Nach der offiziellen Urkundenübergabe im Rathaus waren die neuen Aspiranten startklar für ihr Ehrenamt. „Fahrzeugbegleiter – gemeinsam stark“ heißt die langjährige Kooperation von Stadt, Rheinbahn, den beiden weiterführenden Schulen, des Kriminalpräventiven Rates und der Polizei, die dem Projekt zugrunde liegt. Hintergrund ist, dass die Gewaltbereitschaft unter Kindern und Jugendlichen auch vor dem Schulweg nicht Halt macht. Ziel ist, den Schulweg damit im doppelten Sinne sicherer zu machen: Gewalt soll ebenso wie Unfälle verhindert werden.

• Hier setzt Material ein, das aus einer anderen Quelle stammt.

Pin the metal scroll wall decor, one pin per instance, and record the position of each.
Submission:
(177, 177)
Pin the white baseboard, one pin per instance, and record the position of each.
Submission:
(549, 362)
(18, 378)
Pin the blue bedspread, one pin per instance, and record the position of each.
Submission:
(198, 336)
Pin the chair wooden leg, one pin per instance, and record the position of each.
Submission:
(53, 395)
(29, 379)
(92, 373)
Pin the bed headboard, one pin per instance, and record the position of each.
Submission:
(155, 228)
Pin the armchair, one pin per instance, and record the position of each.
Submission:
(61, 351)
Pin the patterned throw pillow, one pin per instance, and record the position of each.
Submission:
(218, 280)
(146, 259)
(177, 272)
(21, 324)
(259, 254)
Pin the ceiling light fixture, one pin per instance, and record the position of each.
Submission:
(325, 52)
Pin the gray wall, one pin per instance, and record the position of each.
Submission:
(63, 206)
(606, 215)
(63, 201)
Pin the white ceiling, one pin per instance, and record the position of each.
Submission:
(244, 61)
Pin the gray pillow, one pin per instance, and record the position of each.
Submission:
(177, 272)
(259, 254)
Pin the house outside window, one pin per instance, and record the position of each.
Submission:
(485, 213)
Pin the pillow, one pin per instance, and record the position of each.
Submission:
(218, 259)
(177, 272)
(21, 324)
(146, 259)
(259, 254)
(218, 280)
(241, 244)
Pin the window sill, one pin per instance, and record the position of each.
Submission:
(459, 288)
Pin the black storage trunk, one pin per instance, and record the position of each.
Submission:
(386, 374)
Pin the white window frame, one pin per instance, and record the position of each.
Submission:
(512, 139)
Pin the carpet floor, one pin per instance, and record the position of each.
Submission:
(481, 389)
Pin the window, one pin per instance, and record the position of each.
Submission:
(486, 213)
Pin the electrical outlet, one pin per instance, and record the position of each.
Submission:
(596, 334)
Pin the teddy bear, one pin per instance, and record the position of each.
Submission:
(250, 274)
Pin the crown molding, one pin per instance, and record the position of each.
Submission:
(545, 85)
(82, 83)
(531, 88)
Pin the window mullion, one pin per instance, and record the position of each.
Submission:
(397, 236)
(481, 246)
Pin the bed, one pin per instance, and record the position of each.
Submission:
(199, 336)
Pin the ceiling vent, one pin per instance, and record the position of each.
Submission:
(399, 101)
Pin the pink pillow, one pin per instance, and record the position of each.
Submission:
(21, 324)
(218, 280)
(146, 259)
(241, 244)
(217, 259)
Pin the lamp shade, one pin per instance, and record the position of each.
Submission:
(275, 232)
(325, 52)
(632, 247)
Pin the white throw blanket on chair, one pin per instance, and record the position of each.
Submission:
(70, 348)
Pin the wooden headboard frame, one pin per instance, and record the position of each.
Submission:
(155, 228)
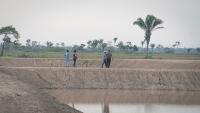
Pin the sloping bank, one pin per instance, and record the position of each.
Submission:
(97, 78)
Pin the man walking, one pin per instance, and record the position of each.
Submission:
(108, 57)
(104, 59)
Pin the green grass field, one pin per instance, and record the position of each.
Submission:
(97, 55)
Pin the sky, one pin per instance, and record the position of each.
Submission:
(77, 21)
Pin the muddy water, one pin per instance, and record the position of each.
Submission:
(129, 101)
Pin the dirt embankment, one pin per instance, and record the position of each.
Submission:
(17, 96)
(21, 80)
(116, 63)
(95, 78)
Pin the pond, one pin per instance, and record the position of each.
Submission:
(129, 101)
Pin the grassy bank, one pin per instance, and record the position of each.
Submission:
(97, 55)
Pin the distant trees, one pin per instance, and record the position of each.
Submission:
(176, 44)
(115, 40)
(7, 33)
(198, 50)
(49, 44)
(148, 25)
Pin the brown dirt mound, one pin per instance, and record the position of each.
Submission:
(116, 63)
(95, 78)
(19, 97)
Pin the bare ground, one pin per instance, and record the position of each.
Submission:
(19, 97)
(22, 93)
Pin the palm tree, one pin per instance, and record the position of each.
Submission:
(7, 31)
(150, 24)
(115, 40)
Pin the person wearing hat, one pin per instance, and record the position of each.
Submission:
(108, 58)
(67, 58)
(104, 59)
(75, 57)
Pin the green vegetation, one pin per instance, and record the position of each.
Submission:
(6, 32)
(98, 55)
(150, 24)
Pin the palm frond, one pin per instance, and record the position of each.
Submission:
(150, 20)
(156, 23)
(9, 30)
(140, 23)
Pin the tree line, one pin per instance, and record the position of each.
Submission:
(148, 25)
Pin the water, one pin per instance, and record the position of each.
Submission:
(129, 101)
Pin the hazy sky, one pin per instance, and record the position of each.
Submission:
(77, 21)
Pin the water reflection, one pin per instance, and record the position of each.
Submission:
(130, 101)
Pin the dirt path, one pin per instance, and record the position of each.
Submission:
(19, 97)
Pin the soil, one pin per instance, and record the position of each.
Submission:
(19, 97)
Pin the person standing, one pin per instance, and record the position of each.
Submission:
(67, 58)
(75, 57)
(104, 59)
(108, 57)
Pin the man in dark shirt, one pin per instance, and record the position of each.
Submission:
(109, 57)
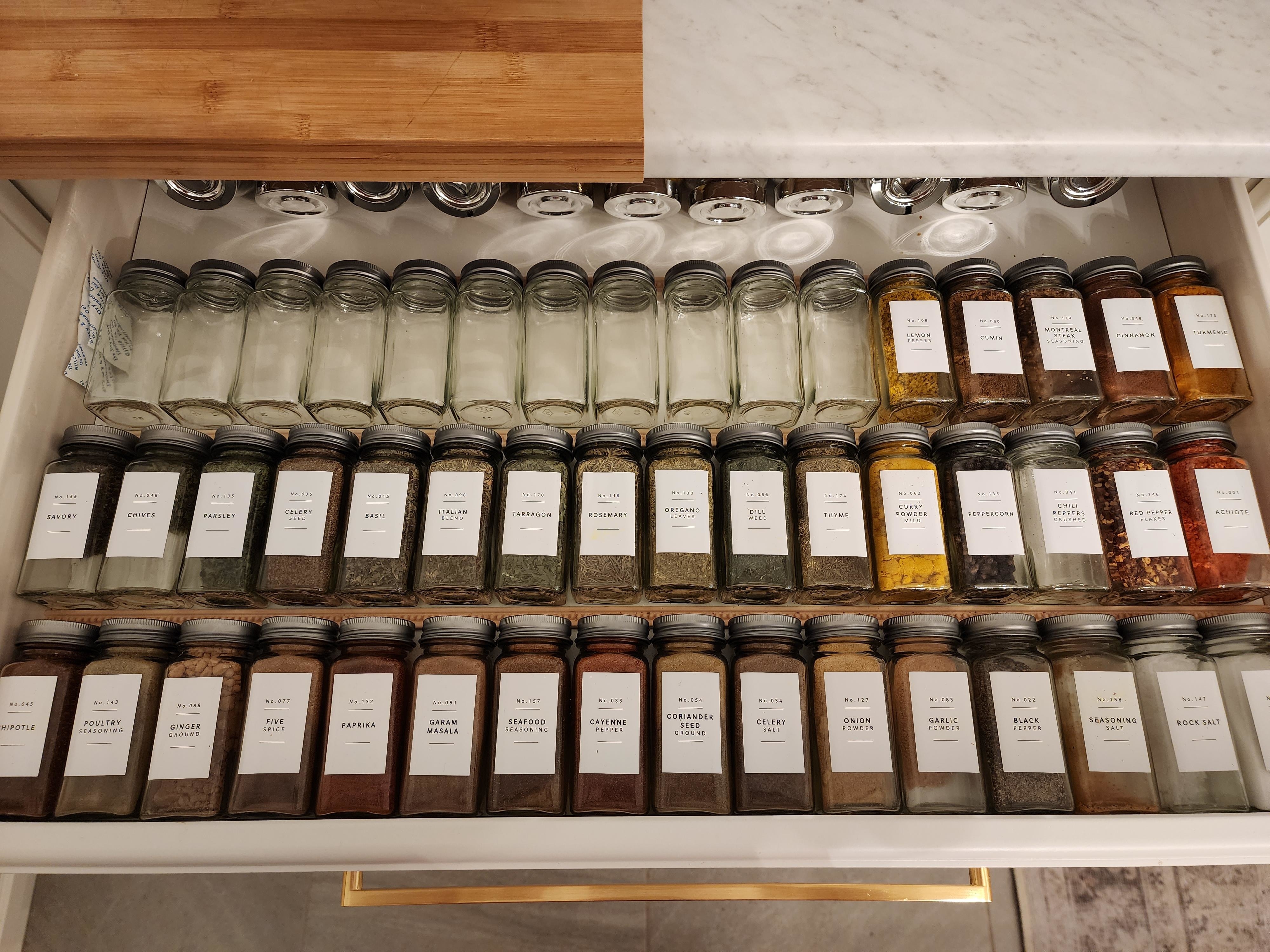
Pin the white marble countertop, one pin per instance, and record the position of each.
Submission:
(846, 88)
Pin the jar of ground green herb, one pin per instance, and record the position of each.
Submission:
(531, 564)
(227, 538)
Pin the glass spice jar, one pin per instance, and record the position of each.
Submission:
(832, 543)
(227, 536)
(446, 743)
(39, 694)
(852, 704)
(935, 727)
(1203, 354)
(309, 493)
(681, 515)
(1220, 513)
(1013, 689)
(1128, 348)
(911, 352)
(1142, 534)
(454, 562)
(153, 520)
(115, 718)
(906, 527)
(1055, 342)
(610, 685)
(986, 360)
(73, 520)
(286, 692)
(692, 769)
(200, 720)
(770, 731)
(755, 492)
(531, 717)
(382, 517)
(1100, 717)
(981, 516)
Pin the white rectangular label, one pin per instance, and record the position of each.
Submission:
(918, 329)
(525, 736)
(608, 525)
(1135, 334)
(63, 516)
(610, 723)
(274, 731)
(298, 522)
(683, 511)
(859, 733)
(445, 711)
(759, 513)
(105, 718)
(911, 507)
(26, 703)
(1112, 723)
(453, 522)
(186, 731)
(1150, 515)
(533, 516)
(836, 515)
(140, 527)
(1210, 336)
(692, 729)
(1027, 723)
(377, 516)
(1197, 722)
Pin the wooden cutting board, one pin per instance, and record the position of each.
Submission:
(330, 89)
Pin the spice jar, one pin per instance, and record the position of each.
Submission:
(227, 535)
(852, 706)
(309, 493)
(39, 694)
(534, 519)
(1203, 354)
(531, 713)
(981, 516)
(702, 385)
(692, 769)
(770, 732)
(986, 360)
(608, 531)
(1100, 717)
(448, 718)
(454, 554)
(153, 519)
(906, 527)
(911, 352)
(115, 718)
(755, 492)
(277, 343)
(610, 684)
(1013, 687)
(766, 340)
(73, 519)
(930, 687)
(1220, 513)
(1128, 348)
(286, 691)
(361, 765)
(126, 375)
(832, 543)
(383, 515)
(681, 515)
(1056, 508)
(200, 719)
(1142, 534)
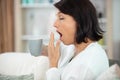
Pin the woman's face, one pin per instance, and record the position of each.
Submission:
(66, 27)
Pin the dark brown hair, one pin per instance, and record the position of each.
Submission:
(85, 15)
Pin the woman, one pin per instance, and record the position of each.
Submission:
(77, 24)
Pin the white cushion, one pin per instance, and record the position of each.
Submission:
(23, 63)
(113, 73)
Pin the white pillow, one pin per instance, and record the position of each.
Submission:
(113, 73)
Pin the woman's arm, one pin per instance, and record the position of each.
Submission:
(53, 51)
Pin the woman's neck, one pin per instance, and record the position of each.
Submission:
(81, 47)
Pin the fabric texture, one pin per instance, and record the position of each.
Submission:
(87, 65)
(113, 73)
(13, 77)
(22, 64)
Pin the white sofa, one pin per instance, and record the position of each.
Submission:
(23, 64)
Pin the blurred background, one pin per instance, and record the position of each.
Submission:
(23, 20)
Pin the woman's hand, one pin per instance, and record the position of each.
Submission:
(53, 51)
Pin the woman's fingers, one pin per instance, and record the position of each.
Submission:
(52, 39)
(58, 46)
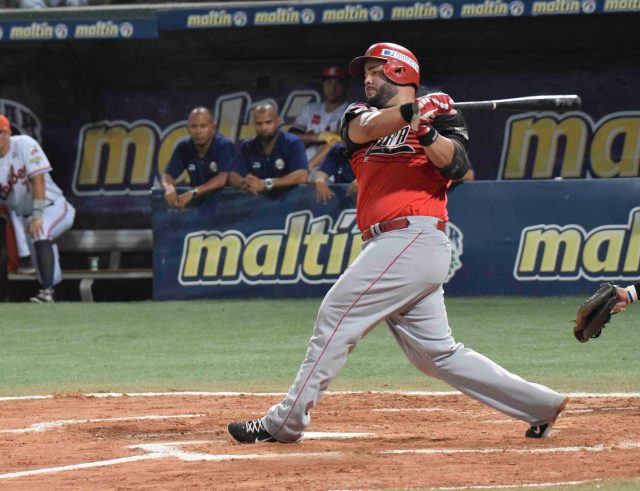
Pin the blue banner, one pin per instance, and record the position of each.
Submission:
(272, 14)
(100, 25)
(141, 22)
(550, 237)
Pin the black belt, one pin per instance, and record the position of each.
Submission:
(388, 226)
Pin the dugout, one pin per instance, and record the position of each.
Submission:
(62, 82)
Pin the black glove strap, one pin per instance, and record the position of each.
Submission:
(406, 111)
(429, 137)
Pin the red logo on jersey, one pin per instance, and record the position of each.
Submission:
(394, 143)
(14, 178)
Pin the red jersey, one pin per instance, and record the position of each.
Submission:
(395, 177)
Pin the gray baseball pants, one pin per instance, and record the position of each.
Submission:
(398, 278)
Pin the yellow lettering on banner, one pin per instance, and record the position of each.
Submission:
(211, 247)
(260, 256)
(570, 252)
(621, 5)
(626, 130)
(614, 149)
(256, 259)
(546, 132)
(117, 143)
(556, 7)
(212, 19)
(487, 8)
(349, 13)
(278, 16)
(296, 226)
(418, 10)
(632, 260)
(608, 241)
(550, 242)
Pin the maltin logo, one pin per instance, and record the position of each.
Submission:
(569, 252)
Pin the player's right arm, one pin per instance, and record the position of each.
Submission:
(362, 123)
(173, 170)
(35, 225)
(170, 194)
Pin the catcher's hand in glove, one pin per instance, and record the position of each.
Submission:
(595, 312)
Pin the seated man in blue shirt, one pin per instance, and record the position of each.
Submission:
(272, 159)
(334, 169)
(207, 157)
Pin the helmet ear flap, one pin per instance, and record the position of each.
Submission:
(394, 71)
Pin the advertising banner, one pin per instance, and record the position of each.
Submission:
(553, 237)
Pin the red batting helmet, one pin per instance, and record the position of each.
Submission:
(401, 66)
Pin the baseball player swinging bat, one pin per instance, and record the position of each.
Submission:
(536, 102)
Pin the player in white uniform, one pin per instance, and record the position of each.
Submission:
(317, 124)
(27, 189)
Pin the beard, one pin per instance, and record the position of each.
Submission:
(266, 137)
(384, 95)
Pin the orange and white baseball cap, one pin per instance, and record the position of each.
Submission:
(5, 125)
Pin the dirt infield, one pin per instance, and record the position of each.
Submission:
(356, 441)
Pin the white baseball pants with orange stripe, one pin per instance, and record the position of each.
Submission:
(56, 219)
(398, 278)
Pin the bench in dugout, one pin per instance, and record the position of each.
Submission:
(77, 249)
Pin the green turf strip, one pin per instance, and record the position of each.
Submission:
(258, 345)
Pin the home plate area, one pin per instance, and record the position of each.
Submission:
(357, 440)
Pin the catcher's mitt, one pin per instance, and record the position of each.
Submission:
(595, 312)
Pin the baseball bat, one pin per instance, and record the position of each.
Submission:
(535, 102)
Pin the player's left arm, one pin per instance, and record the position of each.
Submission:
(363, 123)
(443, 134)
(35, 226)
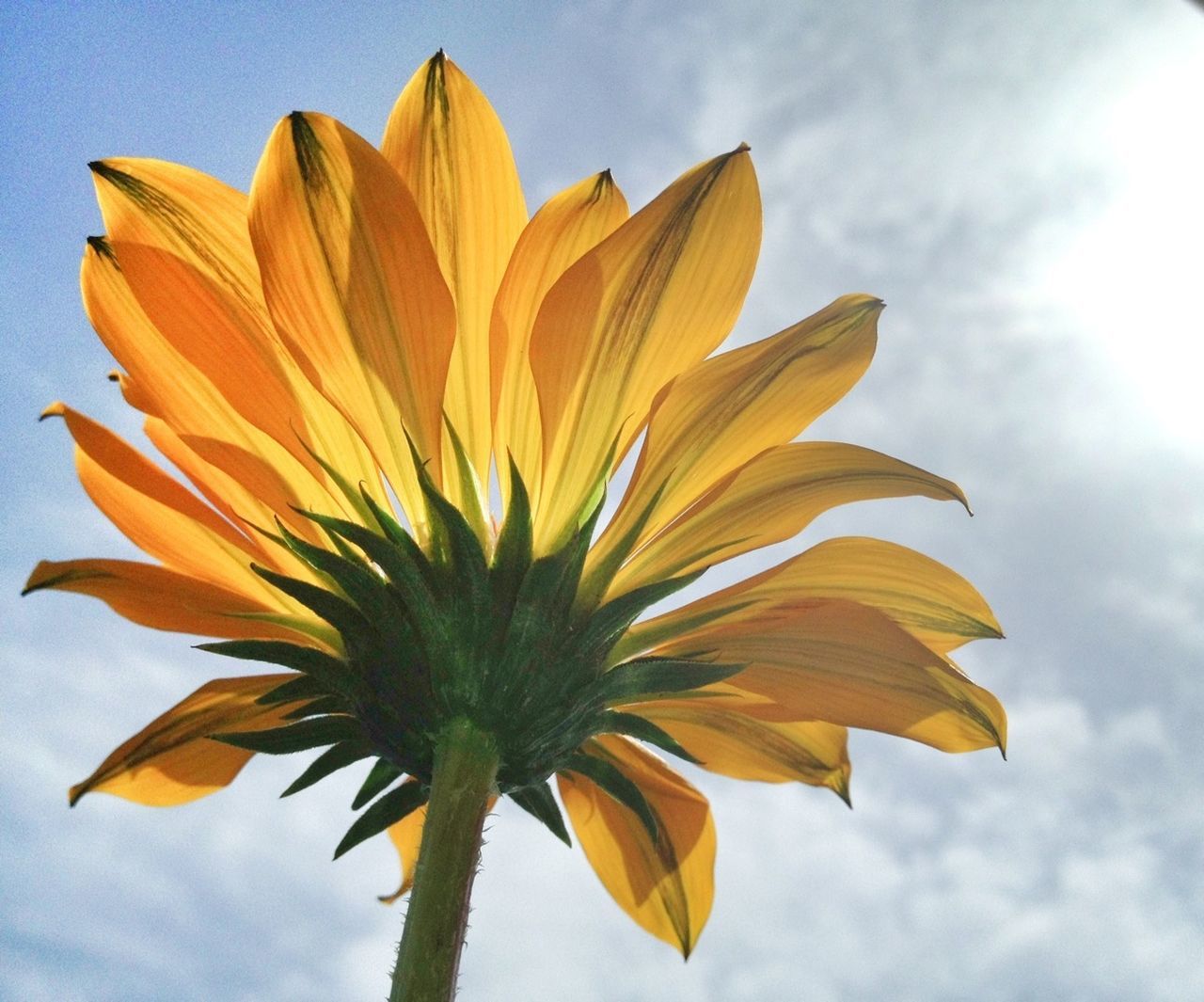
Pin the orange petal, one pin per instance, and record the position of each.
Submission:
(564, 228)
(933, 603)
(652, 300)
(667, 888)
(719, 414)
(157, 512)
(167, 600)
(850, 665)
(351, 278)
(444, 140)
(184, 401)
(772, 498)
(172, 760)
(182, 241)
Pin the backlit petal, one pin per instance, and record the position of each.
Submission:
(167, 600)
(849, 663)
(648, 302)
(667, 888)
(729, 740)
(158, 513)
(718, 416)
(933, 603)
(172, 760)
(353, 286)
(772, 498)
(182, 242)
(444, 140)
(564, 228)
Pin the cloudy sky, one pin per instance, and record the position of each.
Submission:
(1019, 181)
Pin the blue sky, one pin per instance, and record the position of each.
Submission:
(1019, 182)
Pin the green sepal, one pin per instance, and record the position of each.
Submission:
(541, 804)
(354, 498)
(338, 612)
(613, 783)
(362, 587)
(295, 738)
(388, 811)
(331, 760)
(382, 773)
(609, 623)
(512, 555)
(654, 678)
(322, 706)
(631, 725)
(399, 564)
(302, 687)
(469, 485)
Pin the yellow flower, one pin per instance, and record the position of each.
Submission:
(341, 361)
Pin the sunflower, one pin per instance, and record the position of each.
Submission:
(347, 364)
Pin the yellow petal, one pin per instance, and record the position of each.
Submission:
(182, 242)
(933, 603)
(353, 283)
(444, 140)
(667, 888)
(848, 663)
(772, 498)
(407, 838)
(155, 512)
(719, 414)
(172, 760)
(564, 228)
(166, 600)
(176, 392)
(726, 739)
(648, 302)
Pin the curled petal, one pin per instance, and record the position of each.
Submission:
(850, 665)
(726, 739)
(172, 760)
(354, 287)
(167, 600)
(560, 232)
(444, 140)
(652, 300)
(719, 414)
(667, 888)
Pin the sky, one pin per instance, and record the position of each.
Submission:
(1018, 181)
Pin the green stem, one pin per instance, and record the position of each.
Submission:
(429, 956)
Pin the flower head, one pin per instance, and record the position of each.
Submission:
(340, 362)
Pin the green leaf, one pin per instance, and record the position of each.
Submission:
(388, 811)
(653, 678)
(642, 730)
(382, 773)
(295, 738)
(541, 804)
(331, 760)
(610, 781)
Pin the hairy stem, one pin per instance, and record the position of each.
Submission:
(429, 956)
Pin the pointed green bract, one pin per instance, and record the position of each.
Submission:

„Die Jugendlichen lernen bei dem Projekt als Fahrzeugbegleiter, Konflikte früh zu erkennen und deeskalierend zu handeln – getreu dem Motto, das übrigens für die gesamte Gesellschaft gilt: Eingreifen statt Zuschauen!“, betonte Umweltdezernent Jochen Kral. „Dieses Wissen stärkt nicht nur die Sicherheit in Bussen und Bahnen, sondern auch das Selbstbewusstsein der Fahrzeugbegleiter.“
Michael Strotmann von der Rheinbahn unterstrich: „Die Sicherheit unserer Fahrgäste, insbesondere der Schülerinnen und Schüler, hat für uns oberste Priorität. Deshalb unterstützen wir das Projekt mit voller Überzeugung.“ Die Jugendlichen würden Verantwortung übernehmen, Zivilcourage zeigen und zu einem respektvollen Miteinander auf dem Schulweg beitragen. „Dieses Engagement verdient großen Respekt – und macht sie zu echten Vorbildern.“
Dafür haben die Schüler der Jahrgangsstufen 8 gelernt, wie man Kommunikationstechniken der Gewaltvorbeugung und Gewaltabschwächung in Konfliktsituationen einsetzt. Mit Hilfe von Deeskalationstrainern wurde Bezug auf besondere und kritische Situationen in Bussen und Bahnen genommen, sodass die Teilnehmenden selbst im Umgang mit Gewalt sicherer und konfliktfähiger geworden sind. Zusätzlich wurde ihnen vermittelt, wie man mit Hilfe von elementaren Verhaltensregeln – beispielsweise an Haltestellen und auf den Überwegen zu den Schulgebäuden – Unfallursachen vorbeugen kann.